Multiple sites I administer saw a huge uptick in spam from a so-called mj12bot last Monday afternoon, from at least a dozen separate IP addresses. I’m assuming the bot was named for the Majestic 12, a UFO conspiracy theory which may hold as much useful information as their site.
My FreeBSD and Debian cloud VMs all had hundreds of lines of these:
[22/Jun/2020:16:55:16 +1000] "GET / HTTP/1.1" 200 29503 "-" \ "Mozilla/5.0 (compatible; MJ12bot/v1.4.8; http://mj12bot.com/)"

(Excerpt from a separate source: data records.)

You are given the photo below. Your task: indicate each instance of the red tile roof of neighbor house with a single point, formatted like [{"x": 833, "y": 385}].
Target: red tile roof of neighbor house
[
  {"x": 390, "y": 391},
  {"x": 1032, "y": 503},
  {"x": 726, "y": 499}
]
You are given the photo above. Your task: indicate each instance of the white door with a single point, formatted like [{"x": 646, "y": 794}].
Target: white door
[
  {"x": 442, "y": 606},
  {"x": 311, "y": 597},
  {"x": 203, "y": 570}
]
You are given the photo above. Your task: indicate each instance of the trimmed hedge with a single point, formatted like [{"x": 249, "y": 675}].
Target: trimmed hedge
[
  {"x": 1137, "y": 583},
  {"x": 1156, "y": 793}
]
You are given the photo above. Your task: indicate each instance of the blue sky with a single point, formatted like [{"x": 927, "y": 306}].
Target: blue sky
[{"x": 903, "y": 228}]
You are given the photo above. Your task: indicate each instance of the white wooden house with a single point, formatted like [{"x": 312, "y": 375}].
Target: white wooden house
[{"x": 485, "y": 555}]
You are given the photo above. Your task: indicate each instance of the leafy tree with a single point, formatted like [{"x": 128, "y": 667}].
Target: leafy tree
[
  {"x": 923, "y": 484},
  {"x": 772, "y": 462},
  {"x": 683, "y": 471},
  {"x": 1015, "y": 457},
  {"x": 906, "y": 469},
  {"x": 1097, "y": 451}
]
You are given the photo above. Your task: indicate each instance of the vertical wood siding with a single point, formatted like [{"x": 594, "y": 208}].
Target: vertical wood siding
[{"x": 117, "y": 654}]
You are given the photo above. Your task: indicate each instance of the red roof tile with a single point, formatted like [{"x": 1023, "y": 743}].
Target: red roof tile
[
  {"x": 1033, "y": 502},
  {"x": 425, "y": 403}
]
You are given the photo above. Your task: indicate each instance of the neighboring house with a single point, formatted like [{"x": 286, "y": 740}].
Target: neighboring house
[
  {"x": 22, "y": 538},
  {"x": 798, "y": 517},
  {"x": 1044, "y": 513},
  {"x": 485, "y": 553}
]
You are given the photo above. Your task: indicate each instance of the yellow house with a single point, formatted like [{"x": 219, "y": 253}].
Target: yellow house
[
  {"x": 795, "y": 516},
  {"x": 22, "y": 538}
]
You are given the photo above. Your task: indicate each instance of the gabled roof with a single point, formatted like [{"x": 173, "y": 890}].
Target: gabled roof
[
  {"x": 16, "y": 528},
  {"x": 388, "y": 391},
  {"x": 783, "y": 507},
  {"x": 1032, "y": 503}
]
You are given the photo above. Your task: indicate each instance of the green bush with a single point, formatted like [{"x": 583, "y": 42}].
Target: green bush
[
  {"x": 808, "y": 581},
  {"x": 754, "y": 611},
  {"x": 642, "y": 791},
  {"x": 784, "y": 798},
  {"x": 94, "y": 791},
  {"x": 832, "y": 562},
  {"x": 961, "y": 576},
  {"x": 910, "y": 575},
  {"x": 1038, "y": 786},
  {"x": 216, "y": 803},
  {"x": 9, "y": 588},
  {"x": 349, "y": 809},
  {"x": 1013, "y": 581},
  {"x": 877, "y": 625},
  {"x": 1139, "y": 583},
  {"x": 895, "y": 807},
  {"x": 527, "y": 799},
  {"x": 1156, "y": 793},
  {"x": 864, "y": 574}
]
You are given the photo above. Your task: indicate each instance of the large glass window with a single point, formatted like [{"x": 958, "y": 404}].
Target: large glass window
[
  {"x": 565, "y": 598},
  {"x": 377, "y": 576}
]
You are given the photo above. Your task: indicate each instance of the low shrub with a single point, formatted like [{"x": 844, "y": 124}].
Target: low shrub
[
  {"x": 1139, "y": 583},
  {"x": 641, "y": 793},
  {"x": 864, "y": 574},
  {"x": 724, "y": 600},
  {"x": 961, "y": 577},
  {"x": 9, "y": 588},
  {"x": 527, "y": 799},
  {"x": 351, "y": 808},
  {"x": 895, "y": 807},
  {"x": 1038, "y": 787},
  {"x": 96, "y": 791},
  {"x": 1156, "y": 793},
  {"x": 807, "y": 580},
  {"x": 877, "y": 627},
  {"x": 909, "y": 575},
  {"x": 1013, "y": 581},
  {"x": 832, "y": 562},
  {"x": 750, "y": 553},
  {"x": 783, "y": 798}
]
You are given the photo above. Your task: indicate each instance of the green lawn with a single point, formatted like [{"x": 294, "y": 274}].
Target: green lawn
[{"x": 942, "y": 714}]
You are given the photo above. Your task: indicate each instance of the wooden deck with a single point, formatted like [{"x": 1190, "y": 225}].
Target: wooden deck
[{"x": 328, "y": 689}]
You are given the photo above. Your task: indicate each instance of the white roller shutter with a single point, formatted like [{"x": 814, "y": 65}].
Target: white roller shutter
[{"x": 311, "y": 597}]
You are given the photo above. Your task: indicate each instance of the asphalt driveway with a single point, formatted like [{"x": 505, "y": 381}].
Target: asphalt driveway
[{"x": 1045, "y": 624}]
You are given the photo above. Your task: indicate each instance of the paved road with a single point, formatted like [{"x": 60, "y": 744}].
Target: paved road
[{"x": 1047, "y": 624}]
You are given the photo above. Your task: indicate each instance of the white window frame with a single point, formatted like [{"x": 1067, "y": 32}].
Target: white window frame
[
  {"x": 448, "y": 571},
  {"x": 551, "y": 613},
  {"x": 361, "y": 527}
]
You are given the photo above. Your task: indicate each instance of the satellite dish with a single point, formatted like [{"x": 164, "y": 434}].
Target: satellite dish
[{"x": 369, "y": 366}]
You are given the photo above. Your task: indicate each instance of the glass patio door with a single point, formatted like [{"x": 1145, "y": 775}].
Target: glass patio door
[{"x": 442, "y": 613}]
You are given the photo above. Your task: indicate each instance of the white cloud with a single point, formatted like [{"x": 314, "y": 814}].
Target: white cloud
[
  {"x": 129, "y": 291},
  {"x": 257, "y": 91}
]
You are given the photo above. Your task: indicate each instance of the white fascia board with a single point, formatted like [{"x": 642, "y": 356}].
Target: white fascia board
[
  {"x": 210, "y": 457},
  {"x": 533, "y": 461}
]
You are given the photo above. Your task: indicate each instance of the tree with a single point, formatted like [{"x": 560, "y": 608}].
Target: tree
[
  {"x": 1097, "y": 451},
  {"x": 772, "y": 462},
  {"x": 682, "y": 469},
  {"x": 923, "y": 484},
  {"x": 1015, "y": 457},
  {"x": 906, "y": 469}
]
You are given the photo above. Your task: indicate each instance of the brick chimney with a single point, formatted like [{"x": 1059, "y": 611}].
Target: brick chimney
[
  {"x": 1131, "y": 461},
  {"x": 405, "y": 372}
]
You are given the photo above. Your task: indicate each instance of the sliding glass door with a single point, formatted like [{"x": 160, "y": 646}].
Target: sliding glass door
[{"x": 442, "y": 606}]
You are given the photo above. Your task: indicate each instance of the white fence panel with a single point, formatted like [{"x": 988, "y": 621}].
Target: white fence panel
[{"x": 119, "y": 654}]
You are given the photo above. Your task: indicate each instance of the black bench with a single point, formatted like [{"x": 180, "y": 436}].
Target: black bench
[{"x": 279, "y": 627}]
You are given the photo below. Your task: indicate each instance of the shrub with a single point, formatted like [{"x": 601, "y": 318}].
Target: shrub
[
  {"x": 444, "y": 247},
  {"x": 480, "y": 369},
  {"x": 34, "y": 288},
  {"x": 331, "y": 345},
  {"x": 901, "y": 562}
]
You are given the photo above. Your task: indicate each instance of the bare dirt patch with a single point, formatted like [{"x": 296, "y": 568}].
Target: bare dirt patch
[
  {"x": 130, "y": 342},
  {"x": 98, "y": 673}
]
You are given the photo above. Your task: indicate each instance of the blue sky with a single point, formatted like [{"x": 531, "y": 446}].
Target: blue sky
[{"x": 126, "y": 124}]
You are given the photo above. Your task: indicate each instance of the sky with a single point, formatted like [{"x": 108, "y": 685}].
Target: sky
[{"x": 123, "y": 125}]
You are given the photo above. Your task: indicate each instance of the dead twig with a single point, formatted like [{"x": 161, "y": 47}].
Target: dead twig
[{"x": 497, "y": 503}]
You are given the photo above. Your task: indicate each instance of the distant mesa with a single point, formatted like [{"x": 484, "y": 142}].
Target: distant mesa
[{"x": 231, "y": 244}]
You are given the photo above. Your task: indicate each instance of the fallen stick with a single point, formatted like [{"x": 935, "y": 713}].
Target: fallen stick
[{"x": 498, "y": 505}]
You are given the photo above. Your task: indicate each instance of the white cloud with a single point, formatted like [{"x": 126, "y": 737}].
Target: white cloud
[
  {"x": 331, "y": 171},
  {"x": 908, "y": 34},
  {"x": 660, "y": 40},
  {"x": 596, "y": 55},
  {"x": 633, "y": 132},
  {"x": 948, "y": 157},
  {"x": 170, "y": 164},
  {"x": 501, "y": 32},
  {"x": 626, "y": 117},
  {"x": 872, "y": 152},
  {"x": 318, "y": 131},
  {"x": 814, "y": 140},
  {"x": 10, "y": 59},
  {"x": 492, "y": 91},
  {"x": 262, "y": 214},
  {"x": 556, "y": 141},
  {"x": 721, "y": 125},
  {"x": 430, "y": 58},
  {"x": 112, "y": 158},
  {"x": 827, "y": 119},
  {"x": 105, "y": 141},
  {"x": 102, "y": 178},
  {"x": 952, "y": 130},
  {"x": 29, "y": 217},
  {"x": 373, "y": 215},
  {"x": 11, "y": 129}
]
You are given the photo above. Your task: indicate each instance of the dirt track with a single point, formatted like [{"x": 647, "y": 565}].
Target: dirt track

I figured it was another Semalt situation, but just for fun I checked their site. It was immediately telling that most of the text went into describing how to reduce the requests from their bots. They explained how their service worked:
MJ12bot will make an up to 20 seconds delay between requests to your site - note however that while it is unlikely, it is still possible your site may have been crawled from multiple MJ12bots at the same time.
I had the same IP crawling my site more than three times a minute, so their 20-second delay claim is a lie. But even if it wasn’t, such a claim is meaningless if multiple bots are free to do this concurrently. We limit the number of people that can be on each bus to this nature reserve, but we don’t limit the number of buses.
I’m curious to understand the design decisions behind bots like this, and what they technically hope to achieve with these frequent requests. It’d be trivial to diff a day’s worth of requests, realise that these kinds of sites are largely static and only change twice a day at most, and become more strategic with future requests. For bonus points they could observe the site only changes when the author is awake and writing in an Asia-Pacific timezone, so requests after those hours are pointless. They could check the TTL on the site’s RSS feed. There’s so much low hanging fruit here, but instead they decide to spam requests to such an extent that their activities illuminate in logs like a Christmas tree.
Don’t bother with following their advise and adding their site to
robots.txt, just block their useragents entirely, or better still tarpit them with nginx 444s. Some third-party nginx blocklists also have mj12bot.